Given debate in Rhode Island about taking more money from already-overburdened taxpayers in order to allow politicians to buy votes by giving away college tuition, the headline of Jeffrey Selingo’s article in The Washington Post catches the eye: “Is a college degree the new high school diploma? Here’s why your degree’s worth is stagnant.“:
… a new study of the degree premium, published by the National Bureau of Economic Research, finds that its growth has flattened in recent years. While the premium grew rapidly in the 1980s — mostly because of the decline of manufacturing jobs that required just a high school diploma — its growth slowed in the 1990s, followed by a small uptick in the first decade of the new millennium.
Since 2010, however, the premium has largely remained unchanged, said the report’s author, Robert G. Valletta of the Federal Reserve Bank of San Francisco. The “patterns indicate that the factors propelling earlier increases in the returns to higher education have dissipated,” Valletta wrote.
As I’ve been saying.
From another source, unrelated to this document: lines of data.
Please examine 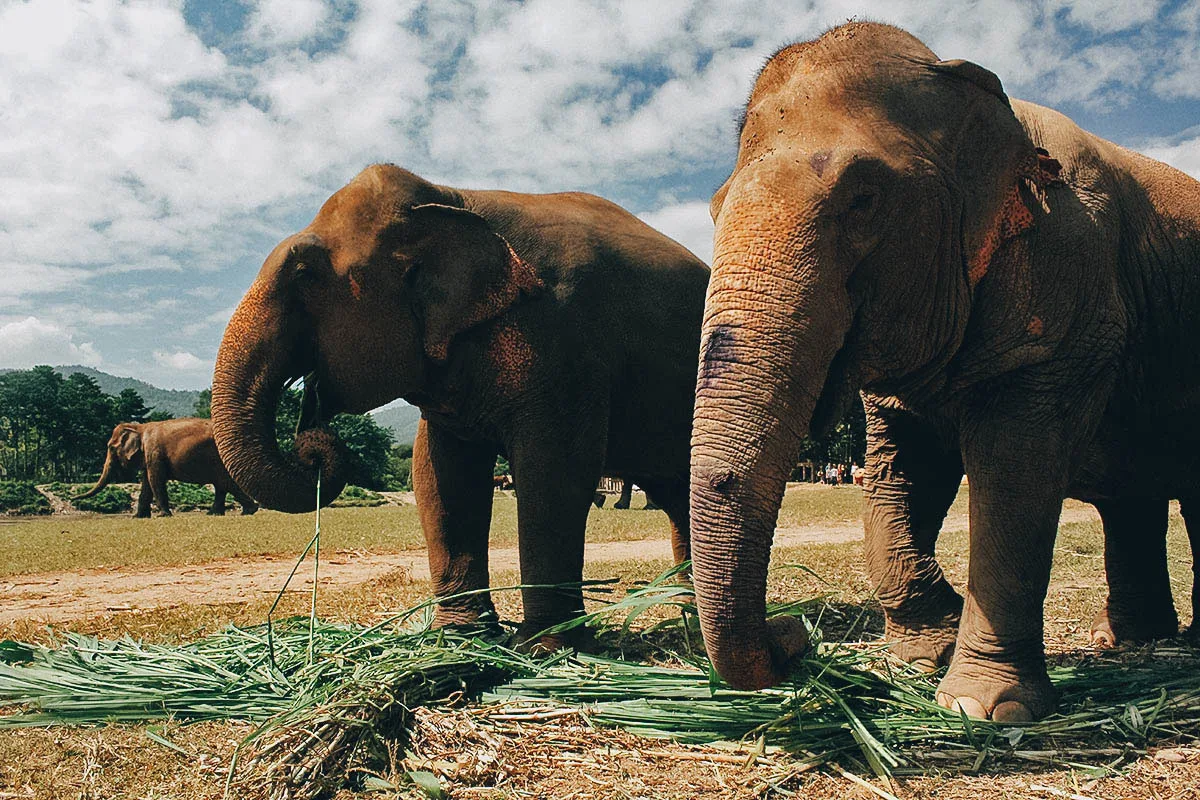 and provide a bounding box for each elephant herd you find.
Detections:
[106,23,1200,721]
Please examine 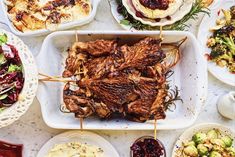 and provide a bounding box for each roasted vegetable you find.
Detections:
[192,132,206,144]
[207,6,235,73]
[177,129,235,157]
People should question the promises of Democrat Governor Gina Raimondo’s free-college grab and ponder whether it’s really just the government trying to give itself two or four more years of taxpayer subsidization to accomplish the task of educating students whom it has failed for the first thirteen (or more) years of their education.
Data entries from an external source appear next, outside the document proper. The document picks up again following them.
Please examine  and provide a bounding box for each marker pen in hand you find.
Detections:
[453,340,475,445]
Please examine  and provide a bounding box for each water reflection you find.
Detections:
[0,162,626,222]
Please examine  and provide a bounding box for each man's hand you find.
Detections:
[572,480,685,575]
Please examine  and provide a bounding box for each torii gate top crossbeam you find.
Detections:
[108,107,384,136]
The “value of a degree” will fluctuate depending not only on the job market, but also on the purposes to which it is put. If employers are just using degrees as they might once have used self-administered literacy tests, then the education itself is next to useless.
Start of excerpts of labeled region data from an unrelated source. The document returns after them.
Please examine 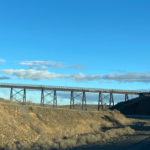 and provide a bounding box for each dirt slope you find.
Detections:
[112,97,150,115]
[0,100,134,149]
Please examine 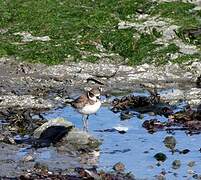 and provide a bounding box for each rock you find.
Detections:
[179,149,190,154]
[188,161,196,167]
[163,136,177,150]
[172,160,181,169]
[61,128,101,152]
[22,155,34,162]
[154,152,167,162]
[114,126,128,134]
[33,118,73,139]
[34,118,100,152]
[113,162,125,172]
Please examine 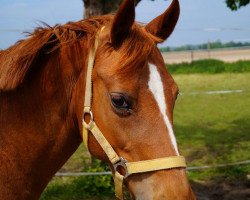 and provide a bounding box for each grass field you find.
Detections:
[41,61,250,200]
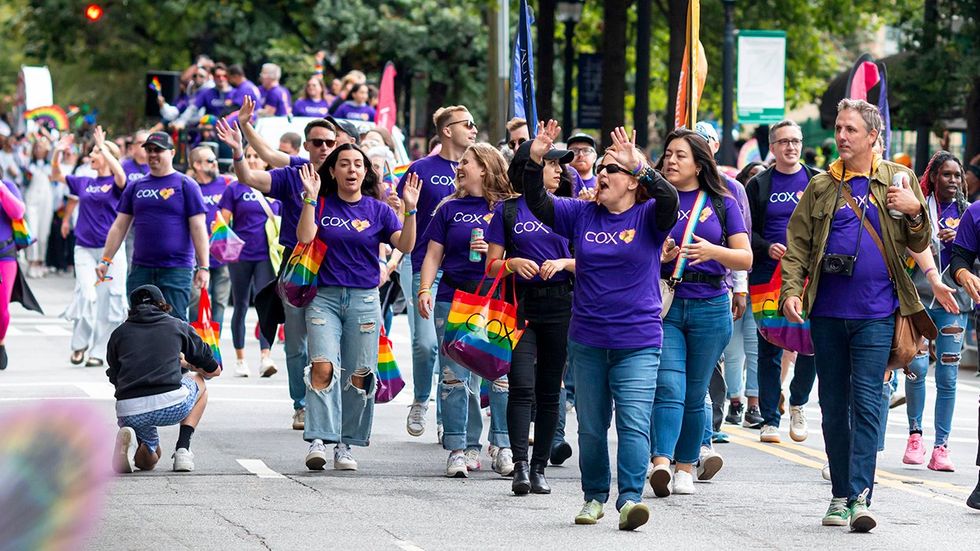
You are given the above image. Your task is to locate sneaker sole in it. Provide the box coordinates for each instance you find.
[698,455,725,481]
[650,469,671,497]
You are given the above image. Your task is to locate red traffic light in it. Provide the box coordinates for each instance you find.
[85,4,104,21]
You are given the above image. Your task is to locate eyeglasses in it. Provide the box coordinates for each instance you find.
[446,119,476,130]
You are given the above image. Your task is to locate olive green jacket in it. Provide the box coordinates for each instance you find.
[779,161,932,315]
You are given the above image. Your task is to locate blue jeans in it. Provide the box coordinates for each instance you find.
[810,316,895,503]
[303,287,381,446]
[648,295,732,464]
[432,301,510,450]
[568,339,660,509]
[126,266,194,321]
[905,308,967,446]
[725,308,759,400]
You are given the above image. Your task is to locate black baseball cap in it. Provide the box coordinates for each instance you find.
[143,132,174,151]
[129,285,166,306]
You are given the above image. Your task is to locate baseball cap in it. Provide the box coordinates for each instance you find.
[143,132,174,151]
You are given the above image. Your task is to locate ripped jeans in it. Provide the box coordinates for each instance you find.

We should question, too, whether it’s proper to assign value to the piece of paper rather than the holder. Selingo’s article includes a chart that does indeed show that people with higher-level degrees tend to cluster at higher income levels, but one can’t leave the reasons people seek degrees out of the equation. A better phrasing might be that people who achieve high pay tend to seek higher degrees. Those who get the degrees because they’re free or cheap won’t have the same results.